Geistiges Wachstum erfordert den Blick für das Heute. Es gilt, bewusst im Hier und Jetzt zu leben, mit den Kräften und Möglichkeiten, die uns heute zur Verfügung stehen.

Doch das Fahrwasser in dieser Lebensphase des Älterwerdens ist längst noch nicht so ruhig, dass wir uns jederzeit ungestört zur Besinnung zurückziehen könnten. Hohe Leistungen werden im Beruf gefordert. Unsere erwachsenen Kinder, unsere Enkelkinder oder die eigenen Eltern brauchen unsere Unterstützung. Mit Recht werden Menschen in der Lebensmitte als „Sandwich-Generation“ bezeichnet. Sie stehen und leben zwischen den Jungen und den Alten.

Die Folge ist, dass nicht selten persönliche Krisen und Grenzerfahrungen durchlitten werden.

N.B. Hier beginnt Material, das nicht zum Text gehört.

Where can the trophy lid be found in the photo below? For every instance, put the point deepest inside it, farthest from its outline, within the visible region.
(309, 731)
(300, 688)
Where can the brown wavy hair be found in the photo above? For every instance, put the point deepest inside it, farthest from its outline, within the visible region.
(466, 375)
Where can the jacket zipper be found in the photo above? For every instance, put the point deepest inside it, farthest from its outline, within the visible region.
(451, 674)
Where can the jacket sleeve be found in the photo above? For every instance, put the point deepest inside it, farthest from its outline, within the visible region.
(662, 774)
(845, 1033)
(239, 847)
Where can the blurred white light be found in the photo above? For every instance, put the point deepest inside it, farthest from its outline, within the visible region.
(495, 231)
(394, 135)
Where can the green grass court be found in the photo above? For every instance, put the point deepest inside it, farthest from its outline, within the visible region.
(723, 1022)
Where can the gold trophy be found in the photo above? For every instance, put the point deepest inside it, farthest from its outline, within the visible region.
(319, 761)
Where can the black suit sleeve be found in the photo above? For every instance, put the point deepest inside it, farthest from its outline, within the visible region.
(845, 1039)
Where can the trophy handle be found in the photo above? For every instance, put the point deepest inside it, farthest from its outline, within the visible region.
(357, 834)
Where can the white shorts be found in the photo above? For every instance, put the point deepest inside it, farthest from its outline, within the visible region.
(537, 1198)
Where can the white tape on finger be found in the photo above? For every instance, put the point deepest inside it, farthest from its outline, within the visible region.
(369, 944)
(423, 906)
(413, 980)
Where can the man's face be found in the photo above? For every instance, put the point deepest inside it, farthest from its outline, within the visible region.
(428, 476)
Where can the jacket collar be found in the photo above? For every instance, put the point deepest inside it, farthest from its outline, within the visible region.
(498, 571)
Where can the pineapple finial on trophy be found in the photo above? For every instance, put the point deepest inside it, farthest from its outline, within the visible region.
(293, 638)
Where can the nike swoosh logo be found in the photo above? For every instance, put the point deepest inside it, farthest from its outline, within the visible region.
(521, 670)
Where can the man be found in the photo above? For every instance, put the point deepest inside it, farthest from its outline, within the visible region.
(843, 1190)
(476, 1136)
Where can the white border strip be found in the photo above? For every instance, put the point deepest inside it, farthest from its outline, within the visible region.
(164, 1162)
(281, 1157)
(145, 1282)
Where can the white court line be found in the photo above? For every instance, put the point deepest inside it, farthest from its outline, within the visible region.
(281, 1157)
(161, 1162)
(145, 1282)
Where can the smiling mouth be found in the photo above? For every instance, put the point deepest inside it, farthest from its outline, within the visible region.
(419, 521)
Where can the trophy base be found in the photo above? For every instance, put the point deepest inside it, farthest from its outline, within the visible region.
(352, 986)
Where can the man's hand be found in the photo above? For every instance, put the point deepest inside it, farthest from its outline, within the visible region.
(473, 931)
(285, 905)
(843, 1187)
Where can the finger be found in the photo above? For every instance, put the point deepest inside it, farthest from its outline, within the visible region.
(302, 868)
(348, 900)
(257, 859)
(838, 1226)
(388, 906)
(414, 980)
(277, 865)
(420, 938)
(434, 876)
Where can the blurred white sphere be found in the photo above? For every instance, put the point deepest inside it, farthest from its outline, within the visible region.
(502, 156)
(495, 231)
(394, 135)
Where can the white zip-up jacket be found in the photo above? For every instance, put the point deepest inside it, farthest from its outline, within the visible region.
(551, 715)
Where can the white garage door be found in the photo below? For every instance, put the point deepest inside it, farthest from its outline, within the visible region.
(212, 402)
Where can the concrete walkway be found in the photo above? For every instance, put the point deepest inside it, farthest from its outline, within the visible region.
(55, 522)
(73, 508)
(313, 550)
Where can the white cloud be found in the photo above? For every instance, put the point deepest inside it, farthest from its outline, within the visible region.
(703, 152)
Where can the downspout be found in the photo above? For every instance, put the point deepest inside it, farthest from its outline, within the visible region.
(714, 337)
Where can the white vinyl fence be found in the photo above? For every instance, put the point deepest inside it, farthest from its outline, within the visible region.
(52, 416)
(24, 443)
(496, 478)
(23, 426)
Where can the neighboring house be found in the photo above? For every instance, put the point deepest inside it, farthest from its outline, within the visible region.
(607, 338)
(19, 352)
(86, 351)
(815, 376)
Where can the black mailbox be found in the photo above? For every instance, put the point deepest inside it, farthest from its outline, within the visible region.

Wie hilfreich ist da die Entlastung, die wir bei Gott finden: „Bestimme du mich, Herr, dass ich mein Arbeitstempo, meine Hingabefähigkeit, aber auch meine Ruhezeiten von dir prägen lasse.“

Mit einer versöhnten Vergangenheit und einer bewusst gestalteten Gegenwart können wir mutig der Zukunft entgegenblicken. Wie geht es mit uns weiter? Wenn unsere Kraft nachlässt, wenn Falten und gesundheitliche Beschwerden zunehmen? Wir haben einen bedeutenden Abschnitt unserer persönlichen Lebensstrecke bereits geschafft, haben einen zum Teil mühseligen Aufstieg hinter uns. Der weitere Lebensweg muss kein Abstieg sein. Doch wissen wir, wo es weitergeht? Wer ist unser Wegbegleiter? Haben wir ein Ziel?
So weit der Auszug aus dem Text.